The Correct Answer and Explanation is :
In Chem 115, the six common molecular geometries, based on the VSEPR (Valence Shell Electron Pair Repulsion) theory, are arranged by increasing bond angles as follows:
- Bent (AX2E2): 104.5° (e.g., H2O)
- Trigonal pyramidal (AX3E): 107° (e.g., NH3)
- Tetrahedral (AX4): 109.5° (e.g., CH4)
- Trigonal planar (AX3): 120° (e.g., BF3)
- Trigonal bipyramidal (AX5): 90°, 120°, and 180° (e.g., PCl5)
- Octahedral (AX6): 90° (e.g., SF6)
Explanation:
The VSEPR theory helps predict the 3D geometry of molecules by assuming that electron pairs around a central atom repel each other and thus arrange themselves as far apart as possible. The bond angle depends on both the number of bonding pairs (sigma bonds) and lone pairs of electrons around the central atom. The more lone pairs a molecule has, the smaller the bond angle due to increased repulsion.

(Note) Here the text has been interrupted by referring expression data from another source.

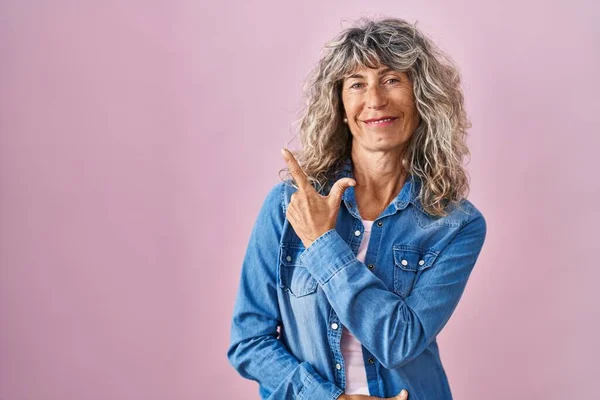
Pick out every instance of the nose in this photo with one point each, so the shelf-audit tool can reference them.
(375, 98)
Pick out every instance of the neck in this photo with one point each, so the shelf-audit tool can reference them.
(379, 178)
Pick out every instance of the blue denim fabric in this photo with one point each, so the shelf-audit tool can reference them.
(292, 302)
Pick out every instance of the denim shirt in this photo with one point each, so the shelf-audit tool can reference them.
(293, 301)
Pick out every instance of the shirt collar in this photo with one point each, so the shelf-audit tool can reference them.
(408, 194)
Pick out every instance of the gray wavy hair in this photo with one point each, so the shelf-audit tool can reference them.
(436, 149)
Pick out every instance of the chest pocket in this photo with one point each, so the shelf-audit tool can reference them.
(409, 261)
(293, 276)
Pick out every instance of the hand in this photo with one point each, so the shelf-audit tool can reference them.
(403, 395)
(311, 214)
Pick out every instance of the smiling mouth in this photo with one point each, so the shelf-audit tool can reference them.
(381, 121)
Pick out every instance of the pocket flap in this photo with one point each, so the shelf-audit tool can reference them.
(413, 258)
(290, 254)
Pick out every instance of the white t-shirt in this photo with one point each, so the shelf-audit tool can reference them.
(356, 375)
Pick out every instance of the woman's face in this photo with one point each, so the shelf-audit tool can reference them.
(379, 105)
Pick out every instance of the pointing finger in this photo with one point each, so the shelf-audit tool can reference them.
(297, 172)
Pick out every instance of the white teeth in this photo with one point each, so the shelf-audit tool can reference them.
(380, 121)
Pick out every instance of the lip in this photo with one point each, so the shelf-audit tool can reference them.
(373, 123)
(366, 121)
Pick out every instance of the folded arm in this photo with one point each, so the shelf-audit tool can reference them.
(393, 329)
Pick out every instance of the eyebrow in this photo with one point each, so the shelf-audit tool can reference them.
(381, 72)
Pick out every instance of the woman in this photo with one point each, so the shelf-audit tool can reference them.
(353, 269)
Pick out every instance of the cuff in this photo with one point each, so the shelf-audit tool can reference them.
(315, 387)
(327, 255)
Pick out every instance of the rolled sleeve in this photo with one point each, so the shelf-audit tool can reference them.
(326, 256)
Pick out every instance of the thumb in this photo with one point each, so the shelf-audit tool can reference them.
(339, 188)
(403, 395)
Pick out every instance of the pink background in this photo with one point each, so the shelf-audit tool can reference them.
(139, 139)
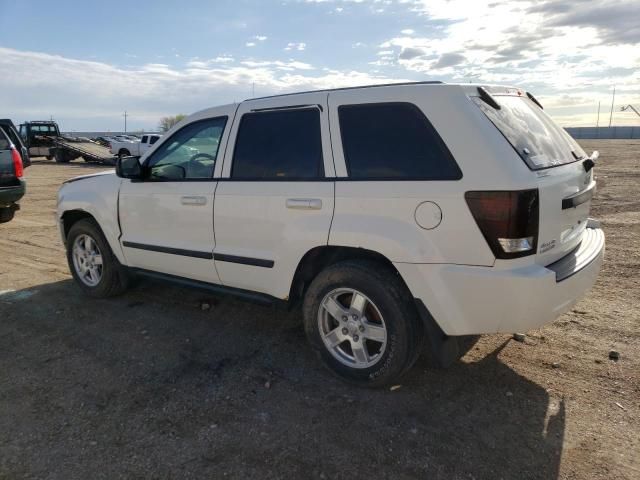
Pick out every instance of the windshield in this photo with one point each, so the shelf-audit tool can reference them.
(537, 139)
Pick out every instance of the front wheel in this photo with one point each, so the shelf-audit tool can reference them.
(361, 321)
(92, 263)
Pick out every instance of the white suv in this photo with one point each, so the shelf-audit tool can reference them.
(400, 216)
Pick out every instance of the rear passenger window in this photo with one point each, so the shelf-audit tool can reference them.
(393, 141)
(4, 141)
(279, 145)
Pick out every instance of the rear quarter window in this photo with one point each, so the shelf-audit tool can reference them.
(393, 141)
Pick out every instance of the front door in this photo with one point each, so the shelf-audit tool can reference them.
(167, 219)
(274, 201)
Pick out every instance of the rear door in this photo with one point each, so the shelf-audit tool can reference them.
(275, 200)
(565, 187)
(10, 131)
(7, 172)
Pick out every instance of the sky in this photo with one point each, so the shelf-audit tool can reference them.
(84, 64)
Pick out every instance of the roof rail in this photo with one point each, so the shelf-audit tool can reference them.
(429, 82)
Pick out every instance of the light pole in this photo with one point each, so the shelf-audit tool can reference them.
(613, 99)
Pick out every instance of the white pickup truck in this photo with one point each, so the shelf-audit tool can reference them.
(136, 149)
(399, 217)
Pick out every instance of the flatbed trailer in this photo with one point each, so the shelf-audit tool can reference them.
(43, 138)
(66, 149)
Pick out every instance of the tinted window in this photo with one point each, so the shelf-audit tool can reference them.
(279, 145)
(393, 141)
(190, 153)
(537, 139)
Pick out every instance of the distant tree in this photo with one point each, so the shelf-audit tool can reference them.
(167, 122)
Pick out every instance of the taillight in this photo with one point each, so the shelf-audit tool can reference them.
(508, 220)
(17, 162)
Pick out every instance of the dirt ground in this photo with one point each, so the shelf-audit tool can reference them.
(148, 385)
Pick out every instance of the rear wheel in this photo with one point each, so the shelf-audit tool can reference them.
(92, 263)
(361, 321)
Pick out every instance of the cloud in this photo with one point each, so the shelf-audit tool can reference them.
(616, 21)
(86, 95)
(449, 60)
(407, 53)
(296, 46)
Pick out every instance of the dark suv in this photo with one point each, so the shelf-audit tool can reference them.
(13, 159)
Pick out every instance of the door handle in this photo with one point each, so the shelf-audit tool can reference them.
(189, 200)
(304, 203)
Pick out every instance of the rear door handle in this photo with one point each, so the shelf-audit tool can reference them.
(304, 203)
(193, 200)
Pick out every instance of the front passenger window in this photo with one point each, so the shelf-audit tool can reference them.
(190, 153)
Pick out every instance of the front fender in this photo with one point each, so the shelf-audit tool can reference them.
(98, 196)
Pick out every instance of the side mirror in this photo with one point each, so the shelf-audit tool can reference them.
(129, 167)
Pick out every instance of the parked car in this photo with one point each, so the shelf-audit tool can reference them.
(399, 216)
(137, 149)
(7, 126)
(37, 135)
(12, 184)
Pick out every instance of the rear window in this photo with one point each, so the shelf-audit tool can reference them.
(279, 145)
(531, 132)
(393, 141)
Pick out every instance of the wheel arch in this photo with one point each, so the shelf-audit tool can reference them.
(71, 217)
(318, 258)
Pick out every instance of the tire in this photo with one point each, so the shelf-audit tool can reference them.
(389, 330)
(107, 281)
(7, 214)
(61, 156)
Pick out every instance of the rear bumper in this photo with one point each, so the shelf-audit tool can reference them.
(10, 195)
(467, 300)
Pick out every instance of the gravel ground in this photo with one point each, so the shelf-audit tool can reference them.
(149, 385)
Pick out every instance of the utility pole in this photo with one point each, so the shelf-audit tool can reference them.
(613, 99)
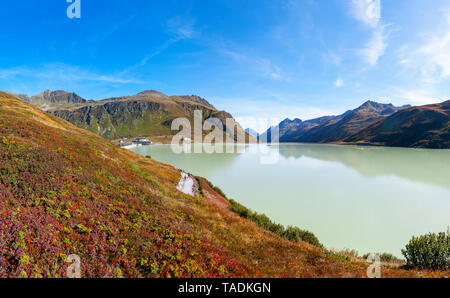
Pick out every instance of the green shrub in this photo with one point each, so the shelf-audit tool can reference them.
(431, 251)
(293, 234)
(296, 234)
(385, 257)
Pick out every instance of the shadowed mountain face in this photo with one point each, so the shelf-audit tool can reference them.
(334, 128)
(423, 126)
(52, 99)
(149, 113)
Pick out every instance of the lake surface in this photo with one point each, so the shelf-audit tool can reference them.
(372, 199)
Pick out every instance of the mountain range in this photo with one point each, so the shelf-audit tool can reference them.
(333, 128)
(150, 114)
(65, 190)
(424, 127)
(146, 114)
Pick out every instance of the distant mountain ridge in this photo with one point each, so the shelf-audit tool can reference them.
(52, 99)
(422, 126)
(333, 128)
(147, 114)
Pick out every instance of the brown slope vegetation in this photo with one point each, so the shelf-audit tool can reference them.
(423, 127)
(65, 191)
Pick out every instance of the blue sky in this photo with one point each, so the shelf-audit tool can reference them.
(253, 58)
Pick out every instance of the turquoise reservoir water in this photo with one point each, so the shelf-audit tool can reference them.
(372, 199)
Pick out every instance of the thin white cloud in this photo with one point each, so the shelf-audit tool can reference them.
(269, 70)
(368, 12)
(376, 47)
(63, 72)
(429, 58)
(339, 83)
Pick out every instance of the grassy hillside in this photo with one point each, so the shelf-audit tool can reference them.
(64, 190)
(422, 127)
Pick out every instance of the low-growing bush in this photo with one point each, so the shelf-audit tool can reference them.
(385, 257)
(293, 234)
(431, 251)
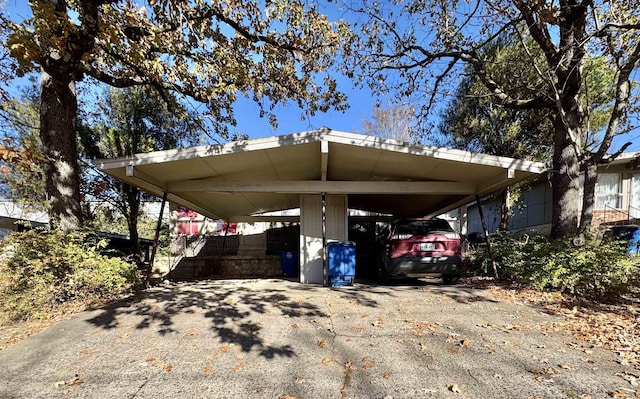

- Bent (104.5°): The presence of two lone pairs in water (H2O) reduces the bond angle from the tetrahedral ideal of 109.5° to 104.5° due to lone-pair repulsion.
- Trigonal pyramidal (107°): The lone pair on nitrogen in ammonia (NH3) causes a slight compression of the bond angle from 109.5° to 107°.
- Tetrahedral (109.5°): Methane (CH4) has no lone pairs, so it retains the ideal tetrahedral bond angle of 109.5°.
- Trigonal planar (120°): Molecules like boron trifluoride (BF3) have a planar arrangement with 120° angles due to three bonding pairs and no lone pairs.
- Trigonal bipyramidal: This geometry features both 90° (between axial and equatorial bonds) and 120° angles (between equatorial bonds).
- Octahedral (90°): SF6 forms a symmetrical octahedral geometry with 90° bond angles due to six bonding pairs and no lone pairs.